Comme vous le savez, procureur est un titre qui n’est pas en usage dans la justice du peuple qui ne connaît que des responsables, des coupables et des gens honnêtes qui se trompent ou qui ont été trompés.
Ma responsabilité à l’égard de la justice m’ordonnait de diligenter les poursuites actuelles et de m’auto saisir sans attendre des parties que l’une ou l’autre ait déposé plainte ; en vertu particulièrement du principe de précaution qui exige que les responsables d’un projet concernant l’humanité ou son environnement, démontre son innocuité avant d‘étendre les recherches, principalement en milieu ouvert.
J’avoue, car il faut bien que quelqu’un le fasse ici, que mon attention sur ce grave et irréversible problème a tout d’abord été attirée par une attitude éminemment suspecte : les sociétés d’assurances refusaient d’encaisser les primes pour couvrir les éventuels dégâts causés par les essais OGM !
Cette situation extraordinaire provoqua chez moi un tel doute, que je menai une pré enquête discrète.
Devant l’avalanche des : « Chut ! , Top Secret !, No Comment !, Vous êtes bien indiscret ! » et autres « Il y a des questions qu’on ne pose pas ! », déclenchée par mes interrogations sommaires, je décidai d’en avoir le cœur net et ordonnai une expertise, officielle cette fois.
Après 6 mois et une bonne dizaine de relances, je reçus les résultats de l’expertise où, à ma grande stupeur, le texte de la facture était plus long que celui des résultats collectés par les experts ; je ne résiste pas au plaisir de vous en faire la lecture :

« Rapport de Messieurs les Éminents Experts à Monsieur le Responsable des Poursuites au Ministère de la Justice, après enquête approfondie :
‘’TVTB ; RAS ; Danger ! Mines ! Pas de temps à perdre mais beaucoup d’argent à gagner. STOP’’
»

Un peu plus qu’intrigué, je devins inquiet et, c’est déguisé en commissaire européen, que je dus mener ma propre enquête dont voici le résumé :

(les « réponses » se font de derrière la scène)

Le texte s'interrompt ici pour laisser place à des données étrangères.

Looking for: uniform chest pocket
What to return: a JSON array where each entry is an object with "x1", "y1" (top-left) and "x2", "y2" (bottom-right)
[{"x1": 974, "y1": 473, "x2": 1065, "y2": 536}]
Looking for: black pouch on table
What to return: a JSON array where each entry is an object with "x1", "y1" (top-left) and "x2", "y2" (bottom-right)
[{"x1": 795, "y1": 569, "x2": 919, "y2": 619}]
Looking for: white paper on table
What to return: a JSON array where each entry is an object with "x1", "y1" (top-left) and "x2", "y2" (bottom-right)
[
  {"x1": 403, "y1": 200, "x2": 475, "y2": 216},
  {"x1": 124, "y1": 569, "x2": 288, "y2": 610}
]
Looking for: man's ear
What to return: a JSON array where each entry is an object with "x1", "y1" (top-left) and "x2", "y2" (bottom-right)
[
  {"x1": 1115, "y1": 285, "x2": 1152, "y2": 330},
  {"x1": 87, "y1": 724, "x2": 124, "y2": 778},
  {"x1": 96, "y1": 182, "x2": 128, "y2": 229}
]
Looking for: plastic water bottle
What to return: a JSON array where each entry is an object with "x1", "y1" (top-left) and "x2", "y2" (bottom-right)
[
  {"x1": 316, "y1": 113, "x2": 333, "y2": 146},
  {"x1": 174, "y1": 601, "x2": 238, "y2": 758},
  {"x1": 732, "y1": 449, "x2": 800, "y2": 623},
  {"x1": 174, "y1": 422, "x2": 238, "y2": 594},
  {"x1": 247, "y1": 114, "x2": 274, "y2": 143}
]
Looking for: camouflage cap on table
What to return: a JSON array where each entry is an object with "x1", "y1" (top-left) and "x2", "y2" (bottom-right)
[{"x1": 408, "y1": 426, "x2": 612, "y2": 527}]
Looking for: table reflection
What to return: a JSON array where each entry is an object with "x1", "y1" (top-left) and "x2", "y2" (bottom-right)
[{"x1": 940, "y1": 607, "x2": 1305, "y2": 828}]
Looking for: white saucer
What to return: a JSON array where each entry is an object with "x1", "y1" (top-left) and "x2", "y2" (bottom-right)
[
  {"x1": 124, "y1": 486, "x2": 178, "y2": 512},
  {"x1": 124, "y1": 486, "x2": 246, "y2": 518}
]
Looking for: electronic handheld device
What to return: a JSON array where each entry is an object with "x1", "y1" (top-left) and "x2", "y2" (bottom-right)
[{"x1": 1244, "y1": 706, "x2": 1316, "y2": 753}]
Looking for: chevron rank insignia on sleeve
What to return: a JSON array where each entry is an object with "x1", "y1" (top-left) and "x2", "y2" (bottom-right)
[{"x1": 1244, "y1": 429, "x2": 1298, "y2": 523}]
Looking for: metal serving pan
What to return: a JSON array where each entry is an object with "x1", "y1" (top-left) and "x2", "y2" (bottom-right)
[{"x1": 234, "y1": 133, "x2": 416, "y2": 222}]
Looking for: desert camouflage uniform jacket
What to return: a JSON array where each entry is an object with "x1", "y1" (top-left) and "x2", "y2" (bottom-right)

auprès des labos de recherche publics : « Défense de savoir ; propriété privée ».
auprès des labos de recherche privés : « Défense de voir ; interdit au public (sauf aux fonds) ».
dans les entreprises agroalimentaires : « Défense de nous priver de fonds publics ».
auprès des gouvernements d’Amérique du Nord : « Silence ! on tourne la manivelle de la machine à billets ».
auprès des gouvernements Européens : « On a assez payé pour ne rien savoir ! »
auprès du gouvernement Français : « Seul le fond est public, le dessus est privé ».
auprès des exploitants agricoles : « C’est pas moi, c’est le Crédit à Bricoles qui m’a menacé : ’’Si tu ne défends pas les intérêts des fonds privés, tu seras privé de fonds publics sans intérêts’’ ».
auprès des mass-médias : « Si on dit tout sur tout, on n’a rien de rien ; alors que si on dit rien sur tout, on n’a pas rien, on a tout ! »
auprès des citoyens : « Si on nous dit tout, on s’inquiète de tout, alors que si on nous dit rien, on ne demande rien… et on l’a en entier ! »
auprès du système : « Le secret est le meilleur allié des voyous ; nous faisons voter une loi qui rend les voyous légaux et le secret devient ainsi respectable ! C’est aussi simple que ça ! »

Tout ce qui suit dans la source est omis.